Last year was a record year for Czech tourism, with over 6.4 million tourists visiting the Czech Republic. So far this year, visitor figures have been down by ten percent on last, prompting speculation that tourism in the Czech Republic has reached its peak. But Tomio Okamura, spokesperson for the Association of Czech Travel Agencies, has a different view. He believes that the potential for tourism here has been left largely unrealised, and last week launched a blistering attack on those who, he said, were watching Czech visitor numbers fall and doing nothing about it. Rosie Johnston has the story:
You wouldn't think it trying to elbow your way through the hundreds of tour-groups that fill central Prague at the moment, but visitor numbers to the Czech capital are in fact down on last year, by a remarkable ten percent. Yesterday, Tomio Okamura, who is responsible for bringing tens of thousands of Japanese tourists to the Czech Republic every year, issued a warning that this trend would continue if Czechs did not pull their socks up.
"The current situation is not so good. The main reason is that most people who might potentially visit the Czech Republic have already visited. The big question is how to get these people coming back for a second visit. We have stiff competition from Austria, which doesn't have the problems that the Czech Republic has with pick-pockets, and with bad behaviour."

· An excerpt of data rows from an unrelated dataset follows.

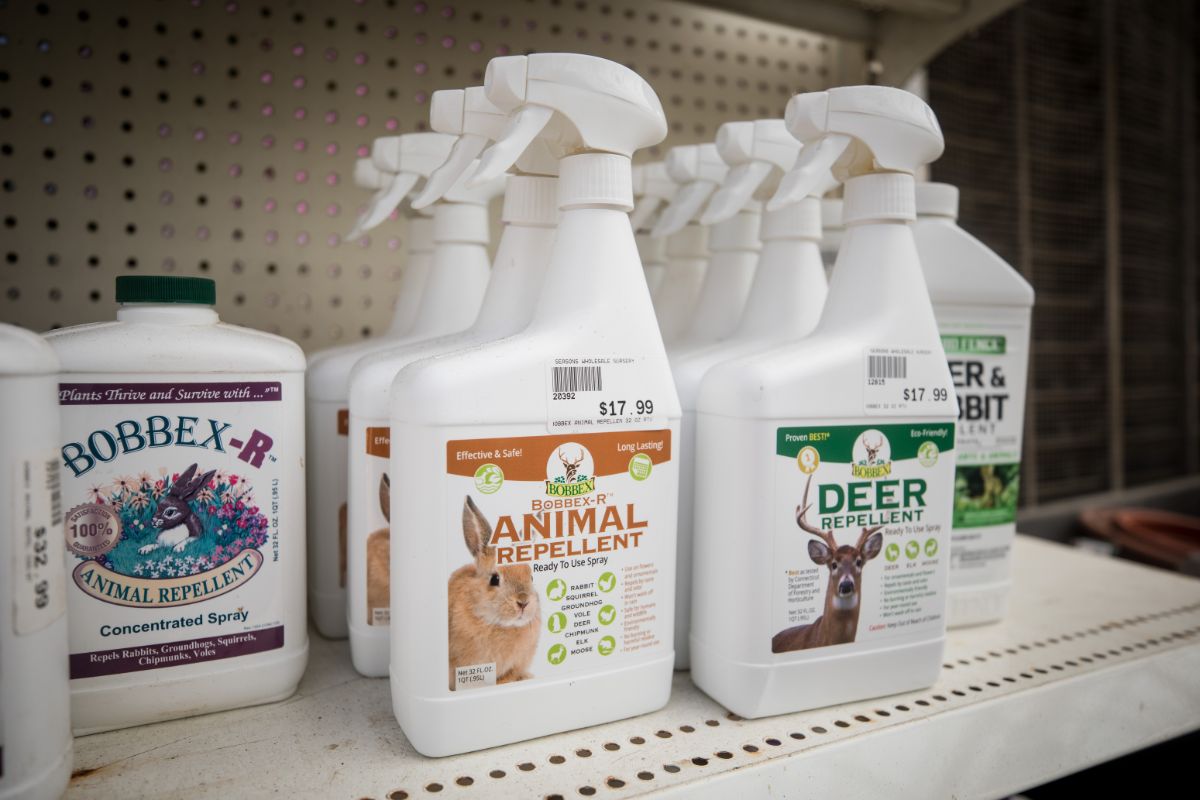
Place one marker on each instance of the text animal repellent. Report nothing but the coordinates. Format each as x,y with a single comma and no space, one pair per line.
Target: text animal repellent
983,310
534,488
784,305
825,469
35,697
515,280
402,161
181,461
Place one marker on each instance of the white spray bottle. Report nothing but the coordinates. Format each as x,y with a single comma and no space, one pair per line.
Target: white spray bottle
652,250
396,163
784,304
984,310
529,215
833,457
733,246
565,428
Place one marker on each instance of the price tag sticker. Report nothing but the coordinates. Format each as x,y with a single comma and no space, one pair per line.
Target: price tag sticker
906,380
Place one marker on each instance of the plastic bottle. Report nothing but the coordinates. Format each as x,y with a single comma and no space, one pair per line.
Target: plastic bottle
396,164
652,250
514,433
983,310
528,233
675,302
832,230
789,613
35,697
784,304
184,492
733,246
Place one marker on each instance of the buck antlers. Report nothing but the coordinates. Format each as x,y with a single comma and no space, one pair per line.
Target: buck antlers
827,535
571,465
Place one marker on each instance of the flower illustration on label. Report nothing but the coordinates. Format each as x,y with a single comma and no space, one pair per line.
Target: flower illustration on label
570,471
871,456
169,541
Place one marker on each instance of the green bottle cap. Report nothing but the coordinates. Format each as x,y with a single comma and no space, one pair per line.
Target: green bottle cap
166,288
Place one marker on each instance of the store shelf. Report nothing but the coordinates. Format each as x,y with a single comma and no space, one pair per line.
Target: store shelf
1098,657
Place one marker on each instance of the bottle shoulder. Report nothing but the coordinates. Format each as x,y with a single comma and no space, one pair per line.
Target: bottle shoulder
961,270
153,348
25,353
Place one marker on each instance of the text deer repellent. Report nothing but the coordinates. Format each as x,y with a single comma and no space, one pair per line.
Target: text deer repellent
183,498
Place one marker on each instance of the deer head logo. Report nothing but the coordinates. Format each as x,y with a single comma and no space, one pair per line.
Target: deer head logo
571,465
844,593
873,451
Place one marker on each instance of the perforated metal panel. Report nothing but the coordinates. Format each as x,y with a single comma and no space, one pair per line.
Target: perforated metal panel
217,137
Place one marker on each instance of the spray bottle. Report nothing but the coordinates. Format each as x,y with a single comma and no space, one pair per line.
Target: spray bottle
567,428
529,215
652,250
687,251
733,246
844,445
983,310
396,162
784,305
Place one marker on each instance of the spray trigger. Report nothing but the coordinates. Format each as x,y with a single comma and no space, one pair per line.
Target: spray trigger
811,170
738,190
383,203
523,128
684,208
465,151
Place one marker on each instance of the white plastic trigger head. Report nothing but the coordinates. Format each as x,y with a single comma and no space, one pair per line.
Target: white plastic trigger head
811,170
526,125
463,152
738,190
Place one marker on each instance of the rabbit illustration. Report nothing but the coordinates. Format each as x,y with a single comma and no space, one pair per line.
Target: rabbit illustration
378,563
495,617
174,517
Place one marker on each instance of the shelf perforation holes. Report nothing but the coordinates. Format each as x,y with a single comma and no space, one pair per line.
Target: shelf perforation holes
771,745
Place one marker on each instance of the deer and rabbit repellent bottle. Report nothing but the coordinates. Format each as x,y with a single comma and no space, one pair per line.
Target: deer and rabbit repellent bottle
983,308
396,166
844,450
528,216
184,494
784,305
733,246
35,693
565,428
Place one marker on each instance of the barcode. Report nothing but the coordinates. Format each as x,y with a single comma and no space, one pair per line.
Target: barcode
577,379
887,366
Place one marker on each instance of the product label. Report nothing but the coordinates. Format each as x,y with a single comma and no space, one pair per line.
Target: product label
177,497
862,519
553,551
377,504
900,380
988,356
39,589
589,392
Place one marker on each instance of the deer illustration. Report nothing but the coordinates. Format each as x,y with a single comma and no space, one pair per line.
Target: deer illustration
873,451
573,467
844,595
174,517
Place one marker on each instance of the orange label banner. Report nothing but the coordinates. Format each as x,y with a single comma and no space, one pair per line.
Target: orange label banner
379,443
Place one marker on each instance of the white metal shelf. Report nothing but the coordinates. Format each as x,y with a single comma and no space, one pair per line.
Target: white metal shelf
1097,659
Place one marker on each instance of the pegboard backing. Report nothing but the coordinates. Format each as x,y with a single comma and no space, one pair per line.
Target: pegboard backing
217,137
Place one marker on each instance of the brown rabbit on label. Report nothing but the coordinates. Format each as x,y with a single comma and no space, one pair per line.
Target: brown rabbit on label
379,563
495,615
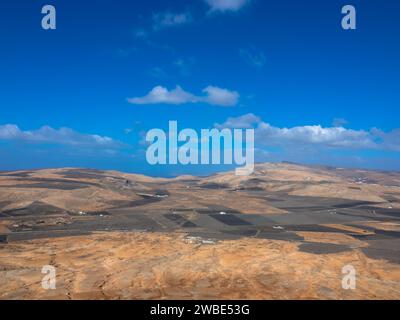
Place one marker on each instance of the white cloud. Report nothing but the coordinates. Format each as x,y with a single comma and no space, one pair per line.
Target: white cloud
214,96
63,136
339,122
253,56
244,122
226,5
168,19
315,135
220,97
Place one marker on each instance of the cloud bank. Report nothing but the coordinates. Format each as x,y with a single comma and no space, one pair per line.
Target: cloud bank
315,135
62,136
168,19
213,96
226,5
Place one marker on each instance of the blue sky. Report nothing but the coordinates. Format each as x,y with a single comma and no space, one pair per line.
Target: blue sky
314,92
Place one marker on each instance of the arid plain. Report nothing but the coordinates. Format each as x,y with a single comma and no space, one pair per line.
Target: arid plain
284,232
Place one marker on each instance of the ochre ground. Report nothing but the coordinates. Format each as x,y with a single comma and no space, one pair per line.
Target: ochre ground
164,266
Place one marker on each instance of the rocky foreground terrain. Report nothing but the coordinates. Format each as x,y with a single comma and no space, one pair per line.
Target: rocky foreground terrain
285,232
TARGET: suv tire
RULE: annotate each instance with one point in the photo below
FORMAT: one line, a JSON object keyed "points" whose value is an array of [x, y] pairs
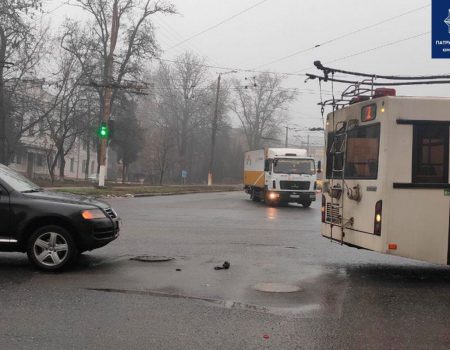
{"points": [[51, 248]]}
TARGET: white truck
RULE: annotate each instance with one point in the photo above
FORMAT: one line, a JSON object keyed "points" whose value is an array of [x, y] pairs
{"points": [[280, 175]]}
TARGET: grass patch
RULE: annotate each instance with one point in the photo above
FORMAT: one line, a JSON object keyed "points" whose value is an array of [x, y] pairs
{"points": [[121, 191]]}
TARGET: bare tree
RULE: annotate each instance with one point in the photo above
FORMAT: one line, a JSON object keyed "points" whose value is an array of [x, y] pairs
{"points": [[258, 106], [20, 51], [126, 39], [68, 121], [183, 101]]}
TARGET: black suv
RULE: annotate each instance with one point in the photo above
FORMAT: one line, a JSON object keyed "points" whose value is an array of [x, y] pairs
{"points": [[52, 228]]}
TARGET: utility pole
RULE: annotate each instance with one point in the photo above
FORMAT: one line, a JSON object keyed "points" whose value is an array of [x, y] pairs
{"points": [[108, 92], [307, 146], [286, 141], [214, 129], [213, 133]]}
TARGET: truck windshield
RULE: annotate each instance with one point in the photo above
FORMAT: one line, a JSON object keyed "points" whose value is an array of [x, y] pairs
{"points": [[16, 181], [293, 166]]}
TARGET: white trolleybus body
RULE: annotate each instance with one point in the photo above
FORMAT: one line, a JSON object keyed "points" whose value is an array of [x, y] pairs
{"points": [[386, 176]]}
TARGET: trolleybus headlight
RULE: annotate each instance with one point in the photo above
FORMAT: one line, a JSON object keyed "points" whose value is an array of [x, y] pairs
{"points": [[378, 217]]}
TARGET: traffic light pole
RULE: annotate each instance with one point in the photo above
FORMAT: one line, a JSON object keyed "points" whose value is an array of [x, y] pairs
{"points": [[108, 93], [213, 134]]}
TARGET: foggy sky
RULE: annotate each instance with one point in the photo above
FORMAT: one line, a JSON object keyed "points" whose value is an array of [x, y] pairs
{"points": [[278, 28]]}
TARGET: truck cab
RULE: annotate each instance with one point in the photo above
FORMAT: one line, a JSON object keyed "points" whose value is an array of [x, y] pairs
{"points": [[280, 175]]}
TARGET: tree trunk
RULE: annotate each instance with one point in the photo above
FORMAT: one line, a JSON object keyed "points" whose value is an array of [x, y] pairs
{"points": [[3, 151], [62, 166], [88, 156]]}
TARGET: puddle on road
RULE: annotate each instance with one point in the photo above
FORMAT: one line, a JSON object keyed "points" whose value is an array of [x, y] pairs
{"points": [[276, 288], [152, 258], [298, 311]]}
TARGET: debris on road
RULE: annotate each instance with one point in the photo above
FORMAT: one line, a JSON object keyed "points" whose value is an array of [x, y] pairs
{"points": [[225, 266], [151, 258]]}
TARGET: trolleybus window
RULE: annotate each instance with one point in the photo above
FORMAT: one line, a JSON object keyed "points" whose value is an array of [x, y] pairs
{"points": [[430, 154], [362, 149], [361, 160]]}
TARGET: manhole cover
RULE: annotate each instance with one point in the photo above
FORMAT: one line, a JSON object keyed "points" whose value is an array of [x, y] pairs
{"points": [[152, 258], [276, 288]]}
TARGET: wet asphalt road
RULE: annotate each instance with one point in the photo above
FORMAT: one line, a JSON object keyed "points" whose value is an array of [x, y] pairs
{"points": [[347, 298]]}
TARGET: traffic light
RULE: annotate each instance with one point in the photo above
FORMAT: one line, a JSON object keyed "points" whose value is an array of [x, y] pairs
{"points": [[103, 131]]}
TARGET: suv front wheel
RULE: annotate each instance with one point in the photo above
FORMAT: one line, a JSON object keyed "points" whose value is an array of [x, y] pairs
{"points": [[51, 248]]}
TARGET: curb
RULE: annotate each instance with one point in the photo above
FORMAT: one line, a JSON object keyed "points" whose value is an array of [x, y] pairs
{"points": [[142, 195]]}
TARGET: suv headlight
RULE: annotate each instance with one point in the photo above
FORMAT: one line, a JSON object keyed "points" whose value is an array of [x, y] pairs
{"points": [[91, 214]]}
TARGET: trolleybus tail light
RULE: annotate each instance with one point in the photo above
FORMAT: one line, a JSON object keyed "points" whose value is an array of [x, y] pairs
{"points": [[323, 208], [378, 218], [380, 92]]}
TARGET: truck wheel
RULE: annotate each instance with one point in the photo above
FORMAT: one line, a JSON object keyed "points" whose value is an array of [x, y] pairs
{"points": [[306, 204], [51, 248]]}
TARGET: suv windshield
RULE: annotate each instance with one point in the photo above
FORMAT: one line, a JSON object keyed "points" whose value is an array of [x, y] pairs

The "bad behaviour" tourists complain about most often takes the form of those dastardly pick-pockets and rogue taxi drivers. Okamura says that the Czech government has known about these problems for a long time, and still it pour its money into administration, rather than tackling these problems on the ground.
What's more, tourists are turning away from the Czech Republic, because they no longer perceive it as a cheap place to go. But, according to Okamura, it need not be all doom and gloom. Most visitors only ever visit Prague on a trip to the Czech Republic, and if the rest of the country were to develop different sorts of tourism to attract visitors elsewhere, then this might well pull visitor numbers up. But again there's a catch:
"There is a total shortage of big international hotels in the Czech Republic's historical towns and countryside. And so we have the very problematic situation of local businessmen not wanting to build new hotels because there are no tourists, but travel agencies are unable to send their tourists there because there are no big hotels. And so it is necessary to give some incentives."
Czech Tourism (who promote the Czech Republic as a place to visit) respond that they have been doing all they can with the money that they have. According to them, they have spent 98% of the 238 million crowns they were given by the EU to attract foreign visitors Czech-wards. Their budget has gone on targeted advertising campaigns, with posters saying "Mozart visited Prague 5 times, what about you?" in Austria, and "The Czech Republic: A sea of possibilities in the heart of Europe" featuring on Italian billboards.
Another big initiative has been encouraging Czechs to holiday in their own country, and this seems to have been bearing fruit. With 57% of Czechs packing their suitcases and heading somewhere else in the republic on holiday, maybe they know something that we don't?